Only the latest release on main receives security fixes. Older tagged
releases are not patched — pin a recent version in your dependencies.
| Version | Supported |
|---|---|
| latest | ✅ |
| < latest | ❌ |
Please do not open a public GitHub issue for security problems.
Email security reports to info@ginkelsoft.com with:
- A clear description of the issue and its impact.
- Steps to reproduce (proof-of-concept welcomed, but optional).
- The version / commit SHA you tested against.

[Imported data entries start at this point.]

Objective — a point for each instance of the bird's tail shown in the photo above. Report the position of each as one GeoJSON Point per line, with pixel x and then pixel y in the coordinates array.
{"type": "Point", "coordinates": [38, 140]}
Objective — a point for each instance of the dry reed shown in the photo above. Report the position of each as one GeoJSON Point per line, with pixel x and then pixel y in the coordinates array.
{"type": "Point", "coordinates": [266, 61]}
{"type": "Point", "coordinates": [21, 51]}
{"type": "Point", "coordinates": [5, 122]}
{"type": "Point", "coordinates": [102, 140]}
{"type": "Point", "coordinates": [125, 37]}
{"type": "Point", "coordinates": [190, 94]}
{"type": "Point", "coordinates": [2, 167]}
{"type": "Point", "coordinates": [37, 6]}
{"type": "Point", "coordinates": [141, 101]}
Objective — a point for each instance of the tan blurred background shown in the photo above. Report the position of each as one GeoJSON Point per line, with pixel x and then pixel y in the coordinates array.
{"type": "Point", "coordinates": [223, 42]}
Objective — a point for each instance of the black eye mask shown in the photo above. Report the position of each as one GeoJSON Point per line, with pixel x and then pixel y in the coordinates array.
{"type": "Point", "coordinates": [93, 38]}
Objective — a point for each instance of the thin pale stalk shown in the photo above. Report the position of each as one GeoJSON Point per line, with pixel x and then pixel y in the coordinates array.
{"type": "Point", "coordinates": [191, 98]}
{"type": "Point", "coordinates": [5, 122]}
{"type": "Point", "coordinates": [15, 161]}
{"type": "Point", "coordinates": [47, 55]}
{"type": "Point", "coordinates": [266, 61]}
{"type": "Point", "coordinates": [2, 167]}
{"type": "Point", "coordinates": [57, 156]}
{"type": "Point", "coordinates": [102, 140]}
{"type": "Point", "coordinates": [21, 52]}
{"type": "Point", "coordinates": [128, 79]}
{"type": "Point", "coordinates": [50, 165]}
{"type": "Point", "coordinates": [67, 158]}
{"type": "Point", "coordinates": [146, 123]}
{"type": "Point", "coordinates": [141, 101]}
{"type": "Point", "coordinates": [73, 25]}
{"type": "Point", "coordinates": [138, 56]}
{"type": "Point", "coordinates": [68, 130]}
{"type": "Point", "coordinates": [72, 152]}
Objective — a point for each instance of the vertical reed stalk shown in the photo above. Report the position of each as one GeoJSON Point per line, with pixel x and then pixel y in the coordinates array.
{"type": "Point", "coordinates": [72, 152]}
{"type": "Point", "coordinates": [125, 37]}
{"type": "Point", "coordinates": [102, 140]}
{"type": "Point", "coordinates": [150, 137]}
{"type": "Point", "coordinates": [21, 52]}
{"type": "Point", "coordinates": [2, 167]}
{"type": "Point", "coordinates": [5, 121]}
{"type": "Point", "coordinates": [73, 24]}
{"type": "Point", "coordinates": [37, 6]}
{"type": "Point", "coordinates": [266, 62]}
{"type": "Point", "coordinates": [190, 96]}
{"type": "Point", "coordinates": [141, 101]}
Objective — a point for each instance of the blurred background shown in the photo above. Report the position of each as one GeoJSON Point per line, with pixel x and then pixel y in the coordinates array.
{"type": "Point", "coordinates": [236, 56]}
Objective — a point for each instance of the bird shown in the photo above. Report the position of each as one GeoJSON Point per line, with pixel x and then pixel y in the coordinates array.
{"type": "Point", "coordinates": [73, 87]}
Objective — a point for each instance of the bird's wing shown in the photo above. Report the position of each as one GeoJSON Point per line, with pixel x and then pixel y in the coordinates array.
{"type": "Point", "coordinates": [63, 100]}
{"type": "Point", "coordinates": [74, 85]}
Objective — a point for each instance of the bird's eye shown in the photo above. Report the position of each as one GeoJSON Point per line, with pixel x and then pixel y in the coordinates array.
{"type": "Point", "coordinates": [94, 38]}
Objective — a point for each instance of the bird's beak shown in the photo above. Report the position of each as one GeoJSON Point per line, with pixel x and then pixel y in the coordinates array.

- Optionally, a suggested fix.
You will receive an acknowledgement within 3 working days. We aim to ship a fix or mitigation within 30 days of a confirmed report, faster for high-severity issues.
In scope:
- Code in this repository, including the MCP server, HTTP client, and CI workflows.
- Documentation that could lead users to misconfigure their token storage or transport in a dangerous way.
Out of scope:
- Vulnerabilities in upstream dependencies — please report those to the
respective projects (e.g.
httpx,mcp,starlette). If a vulnerable dependency is being used here, we do want to know so we can bump it. - Issues in the Hetzner APIs themselves — report those to Hetzner.
- Social-engineering, phishing, or physical access attacks.
Once a fix is available, the reporter is credited in the release notes unless they prefer to remain anonymous. We coordinate the public disclosure timing with the reporter where reasonable.